男は一人では子を育てられない、と泣きついたが、嫁はこれがあれば心配ない、と言って自分の片方の目玉を残して這って去った。ところが、この目玉を吸って、子は泣くこともなく順調に育ったが、これが噂となって、殿様に目玉を取り上げられてしまった。

目玉を失って子が泣いてしようがないので、男は湖に行き蛇の嫁を呼び、訳を話した。すると大蛇は盲目になっても、もう一方の目玉をくれた。しかし、これもまた殿様に取り上げられてしまい、この蛇の怨念で雲仙が崩れたのだそうな。

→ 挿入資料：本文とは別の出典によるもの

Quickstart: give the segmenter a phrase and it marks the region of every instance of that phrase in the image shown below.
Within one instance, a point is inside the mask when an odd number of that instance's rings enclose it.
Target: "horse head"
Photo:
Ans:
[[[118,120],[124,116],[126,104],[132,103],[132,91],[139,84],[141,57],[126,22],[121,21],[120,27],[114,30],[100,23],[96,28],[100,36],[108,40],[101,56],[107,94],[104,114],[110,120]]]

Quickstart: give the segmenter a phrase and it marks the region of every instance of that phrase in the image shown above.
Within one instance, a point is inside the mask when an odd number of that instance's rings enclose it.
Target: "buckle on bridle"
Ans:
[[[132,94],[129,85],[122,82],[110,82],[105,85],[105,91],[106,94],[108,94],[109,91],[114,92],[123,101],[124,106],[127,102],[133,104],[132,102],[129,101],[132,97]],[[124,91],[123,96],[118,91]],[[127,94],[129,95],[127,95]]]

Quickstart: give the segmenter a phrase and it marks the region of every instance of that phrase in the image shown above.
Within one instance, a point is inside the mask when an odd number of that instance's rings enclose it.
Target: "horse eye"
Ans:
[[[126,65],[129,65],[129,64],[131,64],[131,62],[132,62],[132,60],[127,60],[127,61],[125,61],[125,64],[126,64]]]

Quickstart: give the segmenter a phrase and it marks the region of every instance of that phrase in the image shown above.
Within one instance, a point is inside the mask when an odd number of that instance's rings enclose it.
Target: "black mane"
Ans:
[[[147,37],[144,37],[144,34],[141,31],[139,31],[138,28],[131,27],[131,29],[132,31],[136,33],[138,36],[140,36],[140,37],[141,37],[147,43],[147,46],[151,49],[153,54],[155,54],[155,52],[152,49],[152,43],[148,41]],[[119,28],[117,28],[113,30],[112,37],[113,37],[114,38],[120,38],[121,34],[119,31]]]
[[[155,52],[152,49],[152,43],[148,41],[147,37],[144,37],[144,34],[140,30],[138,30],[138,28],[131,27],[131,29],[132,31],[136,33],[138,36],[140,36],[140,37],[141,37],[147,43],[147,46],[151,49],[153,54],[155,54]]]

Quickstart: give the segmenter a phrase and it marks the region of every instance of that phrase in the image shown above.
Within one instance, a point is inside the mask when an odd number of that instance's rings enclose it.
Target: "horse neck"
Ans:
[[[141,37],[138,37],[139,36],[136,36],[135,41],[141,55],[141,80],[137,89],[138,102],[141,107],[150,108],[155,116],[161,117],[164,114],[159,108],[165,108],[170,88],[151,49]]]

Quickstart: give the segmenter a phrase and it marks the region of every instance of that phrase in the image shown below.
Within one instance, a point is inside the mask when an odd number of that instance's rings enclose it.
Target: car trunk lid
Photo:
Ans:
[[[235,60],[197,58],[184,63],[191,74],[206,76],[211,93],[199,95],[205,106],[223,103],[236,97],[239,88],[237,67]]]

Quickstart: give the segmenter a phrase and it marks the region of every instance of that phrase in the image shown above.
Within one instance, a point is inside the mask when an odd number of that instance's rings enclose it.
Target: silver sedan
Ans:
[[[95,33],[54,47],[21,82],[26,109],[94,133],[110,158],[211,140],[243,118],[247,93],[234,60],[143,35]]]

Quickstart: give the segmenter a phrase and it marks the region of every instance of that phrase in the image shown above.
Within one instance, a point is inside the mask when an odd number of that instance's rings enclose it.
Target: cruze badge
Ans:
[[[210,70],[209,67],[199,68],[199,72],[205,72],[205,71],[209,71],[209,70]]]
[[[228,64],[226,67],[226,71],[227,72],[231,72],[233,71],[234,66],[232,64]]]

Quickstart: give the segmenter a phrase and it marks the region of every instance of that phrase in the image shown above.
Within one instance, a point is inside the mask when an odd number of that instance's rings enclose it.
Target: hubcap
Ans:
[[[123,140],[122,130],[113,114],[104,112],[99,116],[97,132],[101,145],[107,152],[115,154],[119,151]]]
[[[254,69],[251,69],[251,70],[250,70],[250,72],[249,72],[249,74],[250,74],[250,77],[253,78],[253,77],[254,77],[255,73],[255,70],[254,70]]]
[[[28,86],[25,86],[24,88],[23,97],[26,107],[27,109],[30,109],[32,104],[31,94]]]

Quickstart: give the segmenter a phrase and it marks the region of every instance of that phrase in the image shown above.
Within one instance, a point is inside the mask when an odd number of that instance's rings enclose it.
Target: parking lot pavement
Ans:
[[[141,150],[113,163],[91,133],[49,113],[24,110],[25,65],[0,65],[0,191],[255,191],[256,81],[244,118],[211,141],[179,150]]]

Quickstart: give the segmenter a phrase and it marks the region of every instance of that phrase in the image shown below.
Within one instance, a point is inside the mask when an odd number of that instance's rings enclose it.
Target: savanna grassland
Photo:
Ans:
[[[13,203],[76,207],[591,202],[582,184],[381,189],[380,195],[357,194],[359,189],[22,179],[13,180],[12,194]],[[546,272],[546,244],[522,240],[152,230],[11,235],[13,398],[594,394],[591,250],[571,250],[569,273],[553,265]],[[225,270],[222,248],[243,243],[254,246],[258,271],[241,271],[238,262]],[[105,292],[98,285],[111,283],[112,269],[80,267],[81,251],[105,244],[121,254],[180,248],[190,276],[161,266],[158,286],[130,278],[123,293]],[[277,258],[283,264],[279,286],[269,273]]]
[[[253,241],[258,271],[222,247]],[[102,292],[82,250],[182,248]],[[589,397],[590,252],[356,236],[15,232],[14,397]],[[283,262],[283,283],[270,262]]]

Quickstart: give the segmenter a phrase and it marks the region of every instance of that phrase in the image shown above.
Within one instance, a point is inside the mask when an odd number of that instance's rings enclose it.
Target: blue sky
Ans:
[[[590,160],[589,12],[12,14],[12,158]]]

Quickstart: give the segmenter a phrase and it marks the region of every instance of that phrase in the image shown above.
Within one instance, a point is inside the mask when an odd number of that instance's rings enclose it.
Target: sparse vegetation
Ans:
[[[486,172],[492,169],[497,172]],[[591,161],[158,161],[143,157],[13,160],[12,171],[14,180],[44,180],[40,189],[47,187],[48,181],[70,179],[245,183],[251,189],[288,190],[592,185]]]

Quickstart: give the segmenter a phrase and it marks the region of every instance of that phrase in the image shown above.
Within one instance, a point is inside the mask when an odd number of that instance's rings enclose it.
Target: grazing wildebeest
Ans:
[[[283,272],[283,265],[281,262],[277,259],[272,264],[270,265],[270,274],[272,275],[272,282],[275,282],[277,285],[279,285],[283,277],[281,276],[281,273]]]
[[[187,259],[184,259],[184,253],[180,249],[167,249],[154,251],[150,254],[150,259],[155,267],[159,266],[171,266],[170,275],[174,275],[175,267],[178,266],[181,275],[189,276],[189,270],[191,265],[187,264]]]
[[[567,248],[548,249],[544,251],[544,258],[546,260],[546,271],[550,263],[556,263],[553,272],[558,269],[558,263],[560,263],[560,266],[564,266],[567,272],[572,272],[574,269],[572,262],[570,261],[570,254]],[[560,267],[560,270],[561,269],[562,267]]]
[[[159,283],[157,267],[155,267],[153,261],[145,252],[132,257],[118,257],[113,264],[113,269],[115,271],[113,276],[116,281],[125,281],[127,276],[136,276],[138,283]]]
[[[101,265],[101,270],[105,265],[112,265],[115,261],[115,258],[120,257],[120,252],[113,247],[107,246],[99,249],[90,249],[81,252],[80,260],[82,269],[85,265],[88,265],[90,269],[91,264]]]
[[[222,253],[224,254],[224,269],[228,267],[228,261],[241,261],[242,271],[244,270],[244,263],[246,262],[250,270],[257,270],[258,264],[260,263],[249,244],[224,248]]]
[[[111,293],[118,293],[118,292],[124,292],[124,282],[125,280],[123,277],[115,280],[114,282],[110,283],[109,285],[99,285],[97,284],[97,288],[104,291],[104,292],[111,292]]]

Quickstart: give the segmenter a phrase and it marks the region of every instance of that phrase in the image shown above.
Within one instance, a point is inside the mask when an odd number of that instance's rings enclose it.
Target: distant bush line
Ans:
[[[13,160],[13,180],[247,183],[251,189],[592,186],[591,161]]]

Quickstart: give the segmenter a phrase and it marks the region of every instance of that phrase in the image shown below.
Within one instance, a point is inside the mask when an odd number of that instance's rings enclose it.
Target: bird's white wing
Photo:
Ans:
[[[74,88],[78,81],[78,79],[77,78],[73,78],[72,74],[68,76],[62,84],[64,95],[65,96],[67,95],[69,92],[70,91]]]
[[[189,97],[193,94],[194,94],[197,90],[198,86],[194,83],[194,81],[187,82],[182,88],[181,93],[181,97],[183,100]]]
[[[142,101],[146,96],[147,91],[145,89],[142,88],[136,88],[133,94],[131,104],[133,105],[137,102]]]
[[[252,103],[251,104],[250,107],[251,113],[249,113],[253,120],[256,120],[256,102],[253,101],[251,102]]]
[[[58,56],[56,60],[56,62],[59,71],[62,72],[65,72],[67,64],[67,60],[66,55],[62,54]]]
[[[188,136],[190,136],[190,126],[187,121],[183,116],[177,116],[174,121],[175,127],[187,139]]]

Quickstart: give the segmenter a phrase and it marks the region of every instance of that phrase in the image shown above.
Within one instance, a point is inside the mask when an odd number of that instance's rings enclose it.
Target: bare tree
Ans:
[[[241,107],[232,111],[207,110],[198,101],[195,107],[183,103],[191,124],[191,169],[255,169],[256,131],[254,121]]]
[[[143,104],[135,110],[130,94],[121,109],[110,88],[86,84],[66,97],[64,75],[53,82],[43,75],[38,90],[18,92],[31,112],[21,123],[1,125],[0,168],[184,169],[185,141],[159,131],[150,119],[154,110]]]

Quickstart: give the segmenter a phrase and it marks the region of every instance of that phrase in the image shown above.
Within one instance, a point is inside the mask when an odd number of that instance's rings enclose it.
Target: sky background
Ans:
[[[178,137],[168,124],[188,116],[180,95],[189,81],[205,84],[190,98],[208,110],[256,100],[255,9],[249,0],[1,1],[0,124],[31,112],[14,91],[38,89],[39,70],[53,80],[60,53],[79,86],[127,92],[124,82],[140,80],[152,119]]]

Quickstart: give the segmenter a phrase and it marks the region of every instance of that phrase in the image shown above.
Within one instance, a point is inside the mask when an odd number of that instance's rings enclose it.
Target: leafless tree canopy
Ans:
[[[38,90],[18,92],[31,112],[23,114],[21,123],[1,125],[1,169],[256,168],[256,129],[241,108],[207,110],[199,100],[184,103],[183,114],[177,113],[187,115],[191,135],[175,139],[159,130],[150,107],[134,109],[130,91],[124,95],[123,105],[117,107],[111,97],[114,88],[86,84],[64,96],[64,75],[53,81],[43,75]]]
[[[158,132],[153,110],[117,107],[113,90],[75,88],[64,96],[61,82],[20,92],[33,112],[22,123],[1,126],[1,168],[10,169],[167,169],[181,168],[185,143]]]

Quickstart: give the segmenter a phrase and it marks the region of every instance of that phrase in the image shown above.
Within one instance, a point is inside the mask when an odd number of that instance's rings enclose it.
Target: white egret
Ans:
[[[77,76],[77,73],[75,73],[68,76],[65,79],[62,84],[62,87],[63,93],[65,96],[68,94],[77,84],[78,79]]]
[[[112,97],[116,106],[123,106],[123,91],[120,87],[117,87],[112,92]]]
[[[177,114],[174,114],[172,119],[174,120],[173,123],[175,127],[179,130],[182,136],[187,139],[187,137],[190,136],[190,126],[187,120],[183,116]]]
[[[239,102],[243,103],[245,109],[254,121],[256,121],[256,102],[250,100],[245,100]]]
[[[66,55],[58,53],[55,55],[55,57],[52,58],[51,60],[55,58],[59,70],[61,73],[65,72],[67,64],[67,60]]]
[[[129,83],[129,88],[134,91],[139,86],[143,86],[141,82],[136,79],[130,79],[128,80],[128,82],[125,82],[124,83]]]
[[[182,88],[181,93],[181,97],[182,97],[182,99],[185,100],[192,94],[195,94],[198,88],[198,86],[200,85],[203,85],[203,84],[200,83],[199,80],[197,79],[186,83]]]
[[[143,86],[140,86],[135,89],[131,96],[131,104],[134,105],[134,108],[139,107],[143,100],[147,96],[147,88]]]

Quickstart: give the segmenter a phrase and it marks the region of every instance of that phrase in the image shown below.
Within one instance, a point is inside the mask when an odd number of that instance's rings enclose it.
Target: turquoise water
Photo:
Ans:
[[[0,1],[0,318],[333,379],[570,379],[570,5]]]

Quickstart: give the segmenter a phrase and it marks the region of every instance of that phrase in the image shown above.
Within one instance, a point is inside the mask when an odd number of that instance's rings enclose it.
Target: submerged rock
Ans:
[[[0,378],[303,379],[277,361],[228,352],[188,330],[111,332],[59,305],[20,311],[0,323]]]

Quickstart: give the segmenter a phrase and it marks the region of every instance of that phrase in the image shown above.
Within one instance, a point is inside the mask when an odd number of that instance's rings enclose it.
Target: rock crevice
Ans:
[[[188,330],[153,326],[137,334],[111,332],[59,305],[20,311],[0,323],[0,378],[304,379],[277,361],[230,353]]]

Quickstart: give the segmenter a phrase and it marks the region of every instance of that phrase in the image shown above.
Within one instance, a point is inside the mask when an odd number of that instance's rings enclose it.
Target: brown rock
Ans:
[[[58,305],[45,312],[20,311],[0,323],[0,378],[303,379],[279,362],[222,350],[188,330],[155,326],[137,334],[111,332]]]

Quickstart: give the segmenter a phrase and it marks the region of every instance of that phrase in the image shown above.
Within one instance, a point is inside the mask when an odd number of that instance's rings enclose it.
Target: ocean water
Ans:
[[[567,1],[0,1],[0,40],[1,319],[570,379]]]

ところで、この時、雲仙が崩れるのを一番早く知ったのは鍛冶屋だったという。しおが吹きあがっていて、いくら火を起こしても鉄がわかないので、これは碌なことが起こらない、と思った鍛冶屋たちは移り住み、その一週間後に雲仙が崩れたのだ。(東町教育委員会南日本文化研究所『長島の民話ー鹿児島県出水郡』)

『日本昔話通観25』より要約

鹿児島の長島で話されたものだが、男のいたところが長島というのでもないようだ。いわゆる「島原大変肥後迷惑」(寛政の雲仙眉山崩壊によって、津波被害が島原・肥後を襲ったことをいう)の話として語られるので、少なくとも殿様が飲まれた(ということだろう)のは津波被害の甚大だった地区と思われる。

ところで、最後段の鍛冶屋のくだりは内容が通じがたいところがあり、また直接本筋の伝説とは関係がなさそうなのだが、興味深いので省略しなかった。